Persistent activation of dopaminergic neurons and its impact on behavior and neural circuitry in Drosophila larvae

Organisms have the ability to respond and adapt to different environmental contexts, which is crucial for their fitness. Sensory experiences and stimuli are detected by neurons in the peripheral nervous system and then transmitted to the central nervous system. Neurotransmitters, such as dopamine, allow for communication between neurons and have complex roles in a variety of organismal functions such as motor function, learning and memory, and mediation of reward-related behavior. Some circumstances such as disease states or exposure to neuroactive chemicals can lead to dysfunctional activity, including hyperactivity, for extended periods of time within the dopaminergic system. The effect of hyperactivation across the levels of behavior, circuit activity, and neural activity is relatively unexplored together in a single system. To investigate hyperactivation, I used neuroactive chemicals as tools to drive prolonged activation in dopaminergic circuits and record the resulting behavior using a novel robotic rig that allows for long-term behavioral assays over many hours. I find that larvae do modulate aspects of their navigation, consistent with effects of dopaminergic hyperactivity.
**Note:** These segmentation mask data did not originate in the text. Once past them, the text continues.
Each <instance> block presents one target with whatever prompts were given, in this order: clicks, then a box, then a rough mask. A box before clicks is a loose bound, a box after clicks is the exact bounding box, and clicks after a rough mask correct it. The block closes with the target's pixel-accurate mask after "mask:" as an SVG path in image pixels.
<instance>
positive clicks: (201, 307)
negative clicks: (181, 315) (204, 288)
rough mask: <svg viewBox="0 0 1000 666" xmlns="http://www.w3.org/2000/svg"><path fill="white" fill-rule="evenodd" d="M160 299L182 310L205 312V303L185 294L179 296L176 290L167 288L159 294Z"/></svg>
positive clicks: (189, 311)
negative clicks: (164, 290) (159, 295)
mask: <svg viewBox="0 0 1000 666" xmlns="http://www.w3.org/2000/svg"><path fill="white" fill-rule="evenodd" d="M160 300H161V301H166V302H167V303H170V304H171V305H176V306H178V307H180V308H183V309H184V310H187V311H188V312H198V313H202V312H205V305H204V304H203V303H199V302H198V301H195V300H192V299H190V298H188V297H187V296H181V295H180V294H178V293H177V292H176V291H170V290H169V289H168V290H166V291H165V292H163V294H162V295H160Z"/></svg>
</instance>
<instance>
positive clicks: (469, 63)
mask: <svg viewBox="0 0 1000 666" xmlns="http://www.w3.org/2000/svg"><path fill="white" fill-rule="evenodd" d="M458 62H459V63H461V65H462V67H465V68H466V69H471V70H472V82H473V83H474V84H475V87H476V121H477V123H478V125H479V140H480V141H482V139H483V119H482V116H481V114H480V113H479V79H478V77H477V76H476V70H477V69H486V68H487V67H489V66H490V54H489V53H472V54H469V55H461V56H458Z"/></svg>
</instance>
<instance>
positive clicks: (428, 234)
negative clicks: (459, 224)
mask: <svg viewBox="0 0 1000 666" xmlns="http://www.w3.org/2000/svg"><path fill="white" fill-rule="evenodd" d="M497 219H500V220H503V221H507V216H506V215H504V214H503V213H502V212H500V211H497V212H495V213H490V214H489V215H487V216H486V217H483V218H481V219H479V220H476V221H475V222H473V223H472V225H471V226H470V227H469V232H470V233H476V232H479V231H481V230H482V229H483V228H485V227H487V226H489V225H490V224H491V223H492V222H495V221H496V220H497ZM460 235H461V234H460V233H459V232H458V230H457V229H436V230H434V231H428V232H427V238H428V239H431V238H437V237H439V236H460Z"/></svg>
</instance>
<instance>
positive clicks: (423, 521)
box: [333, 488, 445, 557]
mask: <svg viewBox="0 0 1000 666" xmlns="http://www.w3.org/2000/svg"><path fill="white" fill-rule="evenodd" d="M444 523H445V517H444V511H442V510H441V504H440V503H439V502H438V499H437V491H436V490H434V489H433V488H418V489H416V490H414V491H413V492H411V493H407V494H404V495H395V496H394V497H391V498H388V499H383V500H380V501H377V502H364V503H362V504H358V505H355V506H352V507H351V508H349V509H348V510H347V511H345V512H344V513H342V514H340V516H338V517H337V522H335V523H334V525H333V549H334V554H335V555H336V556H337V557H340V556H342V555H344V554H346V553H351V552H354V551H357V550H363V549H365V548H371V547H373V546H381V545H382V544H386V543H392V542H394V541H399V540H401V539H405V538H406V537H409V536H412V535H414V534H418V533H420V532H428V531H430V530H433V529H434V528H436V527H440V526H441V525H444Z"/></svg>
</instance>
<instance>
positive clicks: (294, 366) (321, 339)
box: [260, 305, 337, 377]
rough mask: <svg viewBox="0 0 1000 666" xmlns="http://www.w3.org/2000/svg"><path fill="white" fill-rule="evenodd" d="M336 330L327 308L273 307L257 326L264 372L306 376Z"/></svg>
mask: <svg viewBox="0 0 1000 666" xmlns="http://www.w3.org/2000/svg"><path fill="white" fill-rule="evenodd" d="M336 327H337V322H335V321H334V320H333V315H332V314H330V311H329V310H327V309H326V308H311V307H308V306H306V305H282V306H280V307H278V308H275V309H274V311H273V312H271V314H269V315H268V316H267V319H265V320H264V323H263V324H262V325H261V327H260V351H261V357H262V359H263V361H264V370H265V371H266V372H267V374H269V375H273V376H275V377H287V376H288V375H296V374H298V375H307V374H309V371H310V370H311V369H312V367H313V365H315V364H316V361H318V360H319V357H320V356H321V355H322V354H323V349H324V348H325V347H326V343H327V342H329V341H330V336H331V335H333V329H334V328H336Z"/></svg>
In addition to that, long-term behavioral analysis was conducted that demonstrated shifts in the prevalence of a multitude of behavioral set points across exposure. To follow up, in vivo neural confocal microscopy was deployed during repetitive dopaminergic neural activation in order to identify sensitive neurons with single cell resolution and characterize changes within circuits. The neural activity found in the larval brain was consistent with brain regions rich in dopaminergic innervation. These experiments use novel approaches to understand the impact of hyperactivation on multiple levels of the dopaminergic neural system.